Rushmore Media Company, Inc. is a small radio broadcasting company, which owns and operates four radio stations and one television station in the Black Hills region of western South Dakota. Its parent is Schurz Communications, a radio, television, cable television and newspaper media group.

The main offices and stations' studios are located at 660 Flormann St., Rapid City, South Dakota 57701. 

Rushmore Media Company's group consists of:

  KRCS FM 93.1  "Today's Hottest Music"
  KKMK FM 93.9  "93.9 The Mix, The Black Hills Best Mix."
  KOUT FM 98.7  "The Black Hills' Favorite Country"
  KFXS FM 100.3 "Classic Rock 100.3 The Fox"
  KHME channel 3 (ABC) (formerly KOTA-TV, "KOTA Territory")
 KDUH-TV channel 4 Scottsbluff, Nebraska (satellite of KHME)
 KQME channel 11 Lead, South Dakota (satellite of KHME)
 KSGW-TV channel 12 Sheridan, Wyoming (satellite of KHME)

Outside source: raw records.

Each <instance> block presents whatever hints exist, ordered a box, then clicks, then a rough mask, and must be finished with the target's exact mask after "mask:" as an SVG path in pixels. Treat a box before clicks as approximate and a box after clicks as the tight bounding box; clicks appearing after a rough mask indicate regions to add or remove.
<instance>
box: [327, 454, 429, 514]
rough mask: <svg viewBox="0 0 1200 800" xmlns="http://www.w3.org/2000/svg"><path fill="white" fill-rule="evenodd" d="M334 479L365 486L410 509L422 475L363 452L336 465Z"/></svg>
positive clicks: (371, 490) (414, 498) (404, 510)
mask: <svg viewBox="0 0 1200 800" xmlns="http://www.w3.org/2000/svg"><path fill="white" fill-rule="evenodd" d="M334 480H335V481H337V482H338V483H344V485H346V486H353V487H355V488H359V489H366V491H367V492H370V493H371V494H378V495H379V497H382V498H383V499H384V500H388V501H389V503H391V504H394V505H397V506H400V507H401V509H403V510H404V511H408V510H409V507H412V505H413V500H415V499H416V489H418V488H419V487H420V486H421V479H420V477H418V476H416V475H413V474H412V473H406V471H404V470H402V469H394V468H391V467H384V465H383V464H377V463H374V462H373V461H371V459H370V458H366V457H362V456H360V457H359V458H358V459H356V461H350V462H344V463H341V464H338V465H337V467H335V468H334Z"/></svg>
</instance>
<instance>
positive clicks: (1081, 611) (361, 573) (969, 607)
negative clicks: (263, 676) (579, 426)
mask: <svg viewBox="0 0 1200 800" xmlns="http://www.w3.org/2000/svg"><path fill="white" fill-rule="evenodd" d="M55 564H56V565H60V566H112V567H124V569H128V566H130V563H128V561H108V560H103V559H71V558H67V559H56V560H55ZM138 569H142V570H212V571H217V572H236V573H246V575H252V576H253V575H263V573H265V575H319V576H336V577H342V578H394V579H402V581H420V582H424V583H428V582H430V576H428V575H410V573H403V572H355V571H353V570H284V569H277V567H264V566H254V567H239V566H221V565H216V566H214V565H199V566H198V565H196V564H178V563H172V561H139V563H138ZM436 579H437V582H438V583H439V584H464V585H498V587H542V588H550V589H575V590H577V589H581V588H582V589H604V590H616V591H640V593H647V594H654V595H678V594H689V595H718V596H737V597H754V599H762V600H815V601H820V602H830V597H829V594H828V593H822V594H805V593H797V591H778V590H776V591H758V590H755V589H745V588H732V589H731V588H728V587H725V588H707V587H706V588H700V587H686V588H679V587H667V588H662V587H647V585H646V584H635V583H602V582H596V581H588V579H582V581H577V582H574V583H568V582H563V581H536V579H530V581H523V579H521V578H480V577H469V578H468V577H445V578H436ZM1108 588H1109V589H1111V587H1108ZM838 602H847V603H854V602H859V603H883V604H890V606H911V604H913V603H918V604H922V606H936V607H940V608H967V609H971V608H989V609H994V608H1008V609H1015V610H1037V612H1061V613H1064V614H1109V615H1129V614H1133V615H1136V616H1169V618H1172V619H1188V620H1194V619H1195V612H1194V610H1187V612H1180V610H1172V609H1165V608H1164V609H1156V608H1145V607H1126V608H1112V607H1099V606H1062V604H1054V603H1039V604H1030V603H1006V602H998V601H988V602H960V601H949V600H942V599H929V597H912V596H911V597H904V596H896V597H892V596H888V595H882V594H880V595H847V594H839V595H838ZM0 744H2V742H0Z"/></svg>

Schurz Communications announced on September 14, 2015 that it would exit broadcasting and sell its television and radio stations, including the Rushmore Media Company stations, to Gray Television for $442.5 million. Gray subsequently announced on October 1 that it would sell the KOTA-TV license to Legacy Broadcasting for $1, a deal that also includes the license for satellite station KHSD-TV and the station's subchannel affiliations with MeTV and This TV; a month later, on November 2, Gray announced that HomeSlice Media Group would acquire the Rushmore Media Company radio stations for $2.2 million, reuniting them with KBHB and KKLS, which Schurz had sold to HomeSlice in 2014 as part of its acquisition of KOTA-TV. Following the completion of these sales, Gray will retain KOTA-TV's ABC affiliation and transfer it to its existing television station in Rapid City, KEVN-TV; it will also retain KOTA-TV satellite stations KDUH-TV and KSGW-TV and convert them to satellites of KNOP-TV in North Platte, Nebraska and KCWY-DT in Casper, Wyoming (both NBC affiliates), respectively.